Чета Жоттеранов, подхваченная потоком пронизанных светом певучих слов, в восхищении покачивала головами. Когда Блондель изложил им все свои планы, старик Жоттеран заявил:
— Завтра же утром, Бизонтен, отправляйся в Ревероль. Скажешь Пьеру и маленькому Жану, что я буду на стройке с зарей. А что касается тех работ, что будут начаты в Ревероле, так уж за это дело я сам возьмусь.
Он повернулся к колыбельке, где спал младенец, и проговорил:
— Малыш Жозеф со мной согласен. Ведь верно, мой мальчик?
Провожая их до дверей, старик горячо поблагодарил Блонделя. И произнес со слезами на глазах:
— Двое новорожденных отдали дух в этой колыбели, но Жозеф останется жить. Я это знаю. Будет жить ради собственного и ради нашего счастья.
Едва только занялась заря, Ортанс, Блондель и Бизонтен тронулись в путь на легкой повозке лекаря. Вожжи-то держал сам хозяин, но вряд ли можно было утверждать, что именно он правит лошадью. Должно быть, его кобылка уже привыкла к такому обхождению и шла обычно ровным шагом, сама брала рысью на легких участках дороги, сама переходила на шаг на подъемах и даже на спусках, если они казались ей опасными. Добравшись до перекрестка, добрая животина поворачивала к седокам свою умную башку, как бы спрашивая: «Ну а теперь направо или налево?»
Как раз у перекрестка Блондель, что называется, спустился с облаков на землю. Прервал свой бесконечный монолог, и тут Бизонтену удалось наконец вставить слово:
— Вон сюда поворачивайте.
Лекарь снова завел речь, то переходя от отчаяния к радости, то вдруг от леденящих кровь картин, свидетелем которых был он в Франш-Конте, к подробному описанию того, что они здесь сотворят. Бизонтен слушал, но не вслушивался в его слова. Сейчас он уже достаточно хорошо изучил этого чудака и заранее знал, о чем тот начнет говорить. То и дело он поглядывал на Ортанс и всякий раз удивлялся в душе, до чего же она покорилась этому человеку. И когда лекарь бросал какую-нибудь, наверно, только что пришедшую ему в голову мысль, очень часто несуразную, Бизонтен твердил про себя: «Кто спорит, что-то от святого, в нем, конечно, есть, но вот о чем я думаю: ох, кончит он свои дни не в одеянии святого мученика, а в смирительной рубашке, как и положено сумасшедшему. И тем не менее, бедняга ты Бизонтен, ты тоже, как и все прочие, идешь за ним. И этот негодник Барбера тоже вроде тебя, да и наш славный Жоттеран от нас не отстает. И Пьер, и цирюльник, и кузнец — словом, все подряд, что уж тут говорить!»
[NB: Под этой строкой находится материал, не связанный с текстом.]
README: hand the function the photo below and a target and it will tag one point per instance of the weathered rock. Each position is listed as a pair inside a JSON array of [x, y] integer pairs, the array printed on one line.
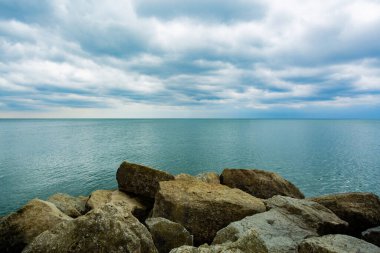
[[360, 210], [259, 183], [140, 179], [203, 208], [337, 244], [72, 206], [109, 228], [20, 228], [372, 235], [315, 216], [136, 205], [168, 235]]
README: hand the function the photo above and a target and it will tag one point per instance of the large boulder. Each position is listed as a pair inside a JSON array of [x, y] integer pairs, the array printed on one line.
[[139, 179], [372, 235], [336, 244], [136, 205], [72, 206], [20, 228], [109, 228], [259, 183], [360, 210], [203, 208], [168, 235]]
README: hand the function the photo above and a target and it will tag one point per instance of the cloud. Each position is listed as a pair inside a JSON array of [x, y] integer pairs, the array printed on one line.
[[175, 58]]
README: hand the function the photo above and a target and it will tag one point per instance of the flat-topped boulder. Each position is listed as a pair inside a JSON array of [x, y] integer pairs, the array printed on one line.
[[139, 179], [168, 235], [259, 183], [203, 208], [337, 244], [72, 206], [109, 228], [20, 228], [361, 210]]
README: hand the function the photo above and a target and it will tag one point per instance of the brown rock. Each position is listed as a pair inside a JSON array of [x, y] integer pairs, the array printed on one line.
[[203, 208], [360, 210], [259, 183], [140, 179], [20, 228], [336, 244], [109, 228], [168, 235], [71, 206]]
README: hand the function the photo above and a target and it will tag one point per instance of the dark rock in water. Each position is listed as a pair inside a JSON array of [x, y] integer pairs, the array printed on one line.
[[203, 208], [72, 206], [140, 179], [134, 204], [360, 210], [20, 228], [336, 244], [109, 228], [372, 235], [259, 183], [168, 235]]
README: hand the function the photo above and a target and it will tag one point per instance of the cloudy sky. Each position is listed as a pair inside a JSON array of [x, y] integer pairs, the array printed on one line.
[[171, 58]]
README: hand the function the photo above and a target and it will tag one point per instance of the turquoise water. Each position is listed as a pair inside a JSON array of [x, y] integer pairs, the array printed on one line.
[[42, 157]]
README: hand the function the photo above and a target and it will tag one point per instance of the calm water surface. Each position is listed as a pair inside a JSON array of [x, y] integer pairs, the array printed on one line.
[[41, 157]]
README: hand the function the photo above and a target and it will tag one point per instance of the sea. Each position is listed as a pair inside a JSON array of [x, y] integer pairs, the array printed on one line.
[[40, 157]]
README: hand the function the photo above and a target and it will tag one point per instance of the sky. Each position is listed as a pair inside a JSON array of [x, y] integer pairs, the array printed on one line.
[[201, 59]]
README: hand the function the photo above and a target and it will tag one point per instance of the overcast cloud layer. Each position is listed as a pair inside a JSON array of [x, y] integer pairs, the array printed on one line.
[[169, 58]]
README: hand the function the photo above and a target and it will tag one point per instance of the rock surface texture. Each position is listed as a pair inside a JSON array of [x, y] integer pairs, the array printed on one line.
[[360, 210], [259, 183], [72, 206], [106, 229], [139, 179], [203, 208], [20, 228], [168, 235], [337, 244]]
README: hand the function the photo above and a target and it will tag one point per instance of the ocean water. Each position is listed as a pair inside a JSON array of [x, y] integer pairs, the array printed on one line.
[[41, 157]]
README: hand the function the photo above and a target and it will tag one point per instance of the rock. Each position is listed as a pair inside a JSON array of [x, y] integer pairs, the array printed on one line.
[[139, 179], [109, 228], [137, 206], [20, 228], [372, 235], [259, 183], [72, 206], [203, 208], [337, 244], [360, 210], [315, 216], [168, 235]]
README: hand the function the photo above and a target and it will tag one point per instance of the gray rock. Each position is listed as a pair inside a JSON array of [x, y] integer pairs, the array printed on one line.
[[139, 179], [168, 235], [259, 183], [337, 244], [20, 228], [372, 235], [109, 228]]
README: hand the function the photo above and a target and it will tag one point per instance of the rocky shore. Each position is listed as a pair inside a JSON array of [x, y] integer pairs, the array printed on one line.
[[238, 211]]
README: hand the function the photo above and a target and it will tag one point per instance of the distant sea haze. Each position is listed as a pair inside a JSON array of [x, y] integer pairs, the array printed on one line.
[[41, 157]]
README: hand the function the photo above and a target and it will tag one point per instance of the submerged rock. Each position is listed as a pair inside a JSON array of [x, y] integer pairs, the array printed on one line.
[[337, 244], [139, 179], [72, 206], [203, 208], [20, 228], [168, 235], [109, 228], [361, 210], [259, 183], [372, 235]]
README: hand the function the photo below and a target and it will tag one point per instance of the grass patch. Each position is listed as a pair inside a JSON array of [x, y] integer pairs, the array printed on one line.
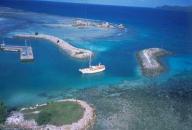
[[59, 113]]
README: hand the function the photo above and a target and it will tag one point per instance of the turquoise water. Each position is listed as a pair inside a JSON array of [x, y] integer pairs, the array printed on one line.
[[123, 97], [53, 71]]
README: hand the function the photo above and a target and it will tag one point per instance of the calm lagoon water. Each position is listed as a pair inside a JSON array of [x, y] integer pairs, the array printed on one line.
[[121, 94]]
На спуске к Буньону Ортанс показала на крыши Ревероля и на колокольню, четко вырисовывавшуюся на фоне безупречной небесной лазури.
— Вон там, — сказала она.
Блондель поднял глаза и прошептал:
— Да это же чистый рай. Один лишь Всевышний мог сделать нам подобный дар. Я хочу, чтобы это селенье стало центром Вселенной. Приютом доброты. Хочу, чтобы в один прекрасный день люди могли сказать: «Значит, господь бог коснулся перстом нашей земли!»
И Блондель погнал рысью свою лошадь на последнем подъеме.
Увидев Бизонтена и Ортанс, Ипполит Фонтолье прямо обомлел от радости. Но им не удалось перекинуться между собой даже тремя фразами. Обернувшись на юго-восток, лекарь с восторгом крикнул:
— Господи, какое же это чудо!
Прямо перед ним щедро дарило свой свет озеро, затмевая блеском снежные вершины Савойских Альп.
И Бизонтена тронуло, что Блондель в такой же степени, как и он сам, восхитился этой величавой красой.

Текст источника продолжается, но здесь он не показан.